Pero cuando evitamos mirarla o no sabemos que está allí, esa sombra puede seguirnos silenciosamente. A veces se proyecta en forma de autoexigencia excesiva, miedo a equivocarnos o dificultad para disfrutar de los momentos buenos. No siempre sabemos por qué reaccionamos así, pero la sombra sigue presente.
En muchos procesos terapéuticos, el trabajo consiste justamente en encender una luz sobre esa sombra. Cuando la observamos con comprensión y sin juicio, deja de tener el mismo poder sobre nosotros.
2. La culpa como una deuda emocional
Otra forma de entender la culpa es imaginarla como una deuda emocional que sentimos que debemos pagar.
Cuando creemos que hemos fallado o que no hemos sido suficientes, algunas personas pasan mucho tiempo intentando compensarlo: exigiéndose demasiado, sacrificando su bienestar o castigándose con pensamientos duros hacia sí mismas.
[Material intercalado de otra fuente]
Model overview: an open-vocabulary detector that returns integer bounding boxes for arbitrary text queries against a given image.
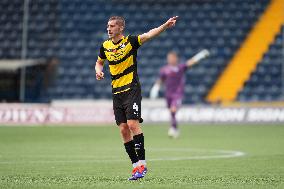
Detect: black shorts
[113,87,143,125]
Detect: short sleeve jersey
[160,64,187,97]
[98,35,142,94]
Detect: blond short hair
[108,16,125,28]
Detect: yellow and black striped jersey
[98,35,141,94]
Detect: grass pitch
[0,125,284,189]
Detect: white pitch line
[0,148,245,164]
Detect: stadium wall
[0,100,284,126]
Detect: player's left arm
[186,49,210,67]
[140,16,178,44]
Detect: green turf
[0,125,284,189]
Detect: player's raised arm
[95,59,104,80]
[140,16,178,44]
[186,49,210,67]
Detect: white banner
[0,101,284,125]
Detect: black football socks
[124,140,139,167]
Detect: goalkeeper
[150,49,209,138]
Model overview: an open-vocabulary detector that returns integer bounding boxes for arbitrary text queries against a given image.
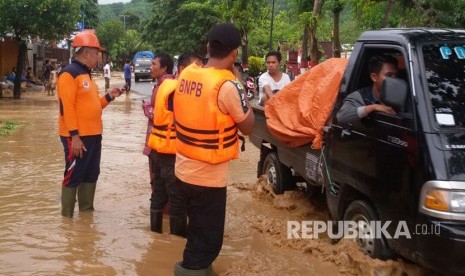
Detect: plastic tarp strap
[265,58,348,149]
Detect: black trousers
[150,152,186,218]
[60,135,102,188]
[176,179,226,269]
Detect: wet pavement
[0,76,436,275]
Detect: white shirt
[258,72,291,101]
[103,63,111,78]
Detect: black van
[250,29,465,273]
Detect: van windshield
[422,42,465,128]
[136,58,152,67]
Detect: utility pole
[269,0,274,52]
[120,14,129,57]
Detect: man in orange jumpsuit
[57,31,123,218]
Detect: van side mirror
[380,77,408,112]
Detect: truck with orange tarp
[250,28,465,274]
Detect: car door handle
[341,129,352,138]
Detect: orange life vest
[148,79,178,154]
[174,64,239,164]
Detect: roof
[358,28,465,44]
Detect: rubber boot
[150,210,163,234]
[78,182,97,212]
[61,187,77,218]
[174,263,213,276]
[170,217,187,238]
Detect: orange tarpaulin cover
[265,58,348,149]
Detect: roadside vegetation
[0,121,21,137]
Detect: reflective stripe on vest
[174,64,239,164]
[148,79,178,154]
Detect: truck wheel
[262,152,292,195]
[344,200,393,260]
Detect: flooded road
[0,87,436,275]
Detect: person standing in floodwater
[142,53,174,212]
[123,59,132,94]
[57,31,123,218]
[173,23,254,276]
[148,54,203,237]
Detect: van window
[422,43,465,128]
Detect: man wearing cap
[174,23,254,276]
[57,31,123,218]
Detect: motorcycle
[244,77,255,101]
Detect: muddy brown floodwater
[0,88,431,276]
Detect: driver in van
[336,55,398,124]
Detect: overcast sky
[98,0,131,5]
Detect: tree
[290,0,314,68]
[381,0,395,28]
[0,0,79,99]
[225,0,265,66]
[97,18,124,53]
[330,0,344,58]
[143,0,222,55]
[79,0,99,29]
[310,0,322,66]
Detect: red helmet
[73,31,105,51]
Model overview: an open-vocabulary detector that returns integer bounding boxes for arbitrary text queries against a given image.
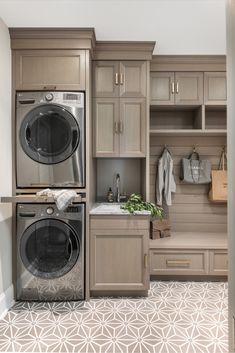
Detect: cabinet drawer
[209,250,228,276]
[90,216,149,230]
[150,250,208,275]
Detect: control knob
[45,93,54,102]
[46,207,54,215]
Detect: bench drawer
[150,249,208,275]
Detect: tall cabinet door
[94,98,119,157]
[175,72,203,105]
[119,98,146,157]
[150,72,175,105]
[93,61,119,97]
[119,61,147,97]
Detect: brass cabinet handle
[114,121,119,134]
[144,254,148,268]
[176,82,179,94]
[166,259,190,267]
[43,86,56,91]
[115,72,118,85]
[119,121,124,134]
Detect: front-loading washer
[16,203,85,301]
[16,91,85,189]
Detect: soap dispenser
[107,187,114,202]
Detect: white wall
[0,0,226,55]
[0,18,13,316]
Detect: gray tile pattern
[0,281,228,353]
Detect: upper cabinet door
[204,72,227,105]
[119,61,147,98]
[93,61,119,98]
[150,72,175,105]
[15,50,86,90]
[174,72,203,105]
[93,98,119,157]
[119,98,146,157]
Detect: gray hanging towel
[156,148,176,206]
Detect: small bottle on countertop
[107,187,114,202]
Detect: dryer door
[19,219,80,279]
[19,104,80,164]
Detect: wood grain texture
[149,136,227,233]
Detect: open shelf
[205,105,227,131]
[150,106,202,131]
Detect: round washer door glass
[20,219,80,279]
[19,104,80,164]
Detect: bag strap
[188,151,200,161]
[219,149,227,170]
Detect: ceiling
[0,0,226,55]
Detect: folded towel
[37,189,77,211]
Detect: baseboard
[0,285,15,319]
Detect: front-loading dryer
[16,91,85,189]
[16,203,85,301]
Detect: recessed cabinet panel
[93,61,119,97]
[150,72,174,105]
[94,98,119,157]
[175,72,203,104]
[120,98,145,157]
[90,216,149,291]
[15,50,85,90]
[119,61,147,97]
[210,250,228,276]
[204,72,227,104]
Sin embargo, muchas de esas deudas no son reales, sino que nacen de expectativas demasiado rígidas o de experiencias del pasado que seguimos cargando en el presente.
El proceso de sanar la culpa implica revisar esas “deudas”, preguntarnos si realmente nos corresponden y aprender a tratarnos con la misma comprensión que solemos ofrecer a otros.
Tal vez la verdadera libertad emocional no consiste en no cometer errores, sino en aprender a perdonarnos, comprender nuestra humanidad y permitirnos vivir el presente con más amabilidad hacia nosotros mismos.